Holmes quoted from the telegram: “My former colleague, Jan Akers, tells me the Netherland-Sumatra Company has amassed a fortune in bank loans and investment capital from across Europe, and its inventory of spices occupies an enormous storage facility in a shipyard on the North Sea Canal.”

“What if all the barrels in that conglomeration contain sand?” I proposed.

“That would be more consistent with the grandiose character of a Maupertuis plot,” Holmes guessed, “especially if he borrowed immense sums to finance a bogus supply of spices, using the same spurious collateral over and over. It has always amazed me how businessmen, bankers and investors are so quick to believe a charming swindler, never doubting his word when a windfall of profit is dangled in front of them.”

Holmes wrote back to Akers to express gratitude for the information and to impose on him further, asking if he could make discreet inquiries as to the whereabouts of Baron Maupertuis, in particular if he maintained a residence in the Netherlands.

“We can go by the telegraph office on our way to Scotland Yard,” Holmes said to me as he replaced the cap on the inkwell. He had no sooner spoken than we heard Mrs Hudson coming up the stairs, then stopping in the open doorway, where she announced that Inspector Peter Jones was waiting in her parlour to discuss an urgent problem.

“By all means, send him up, Mrs Hudson,” Holmes instructed her.

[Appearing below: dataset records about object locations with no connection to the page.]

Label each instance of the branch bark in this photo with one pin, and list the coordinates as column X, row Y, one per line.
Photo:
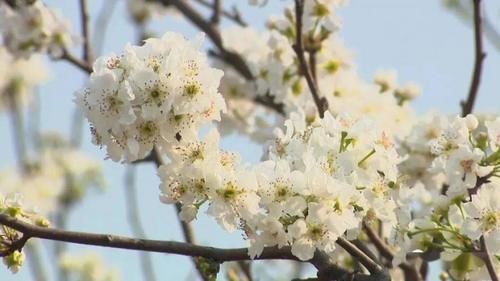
column 321, row 103
column 87, row 46
column 136, row 223
column 234, row 16
column 82, row 65
column 487, row 260
column 409, row 270
column 468, row 104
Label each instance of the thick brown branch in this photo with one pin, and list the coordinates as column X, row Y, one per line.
column 113, row 241
column 321, row 261
column 321, row 103
column 468, row 105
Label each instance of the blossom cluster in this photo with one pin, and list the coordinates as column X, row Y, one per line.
column 30, row 26
column 18, row 77
column 453, row 162
column 60, row 175
column 273, row 63
column 13, row 206
column 153, row 95
column 318, row 181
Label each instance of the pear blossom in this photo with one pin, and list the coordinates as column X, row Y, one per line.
column 33, row 27
column 150, row 96
column 18, row 78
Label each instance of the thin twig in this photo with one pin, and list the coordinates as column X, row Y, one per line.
column 35, row 261
column 186, row 228
column 321, row 103
column 217, row 10
column 231, row 58
column 135, row 221
column 61, row 218
column 234, row 16
column 84, row 66
column 468, row 105
column 365, row 260
column 487, row 260
column 18, row 130
column 102, row 23
column 410, row 270
column 87, row 46
column 37, row 266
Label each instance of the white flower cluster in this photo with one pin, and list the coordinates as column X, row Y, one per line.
column 13, row 207
column 273, row 63
column 30, row 26
column 319, row 181
column 60, row 176
column 453, row 164
column 449, row 151
column 87, row 266
column 18, row 77
column 151, row 96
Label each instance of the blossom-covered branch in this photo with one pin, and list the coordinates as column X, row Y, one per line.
column 230, row 57
column 171, row 247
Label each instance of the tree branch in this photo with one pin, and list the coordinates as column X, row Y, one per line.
column 365, row 260
column 87, row 46
column 84, row 66
column 135, row 221
column 234, row 16
column 217, row 8
column 410, row 270
column 321, row 103
column 320, row 260
column 487, row 260
column 468, row 105
column 231, row 58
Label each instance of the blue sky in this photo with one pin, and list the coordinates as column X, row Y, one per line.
column 419, row 39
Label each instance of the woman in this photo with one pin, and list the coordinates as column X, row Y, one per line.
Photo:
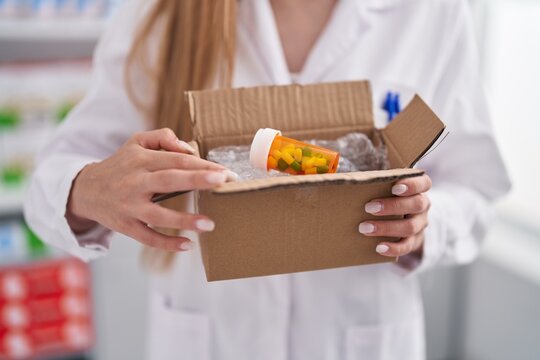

Our visitor’s slow, heavy footfall on the steps foretold of bad news, for he was usually agile and fast-paced.

“Oh, Mr Holmes, I’m afraid I have bungled the job,” he began as he entered our rooms.

“Come, take up one of the armchairs and fill me in,” Holmes implored, seeing that the man was in distress.

Inspector Jones slumped into the seat and covered his pale face with his pudgy hands. “The situation couldn’t be worse,” he howled. “I killed a man, an innocent human being, thinking he was one of our prime suspects in Lord Pritchard’s murder, but it turned out he only resembled the one posing as the butler.”

“How did this happen?” Holmes broke in.

“I was engaged in talk with an informant on Cold Harbour Lane in South London,” Inspector Jones explained, “when the man in question walked past me. He looked so much like the imposter butler that I left the informant in mid-sentence and accosted the gentleman. I told him I was investigating the murder of Lord Pritchard and wanted to take him to headquarters for interrogation. ‘You’ll not pin that crime on me!’ he shouted, and turned to run.

“I snatched the back of his jacket and spun him around. He grappled with me and was getting the better of it, so I drew my revolver and clobbered him on the forehead as hard as I could. He collapsed in a heap—I had no idea he was a bleeder, and the force of my blow caused his brain to haemorrhage. He died on the spot, almost instantly.

“Now I have been suspended from duty, pending the outcome of an internal investigation, because the deceased was a harmless doorman at the Excelsior Club, dressed for work, and he had a clean record—never so much as a brush with the law.”

“Your first mistake was the confrontation—you should have followed him,” Holmes chastised angrily. “But the damage is already done, so there is little to be gained from dwelling on it. I’m almost certain there will be disciplinary measures, although perhaps not an end to your career, since you acted in good faith in the performance of your duties.”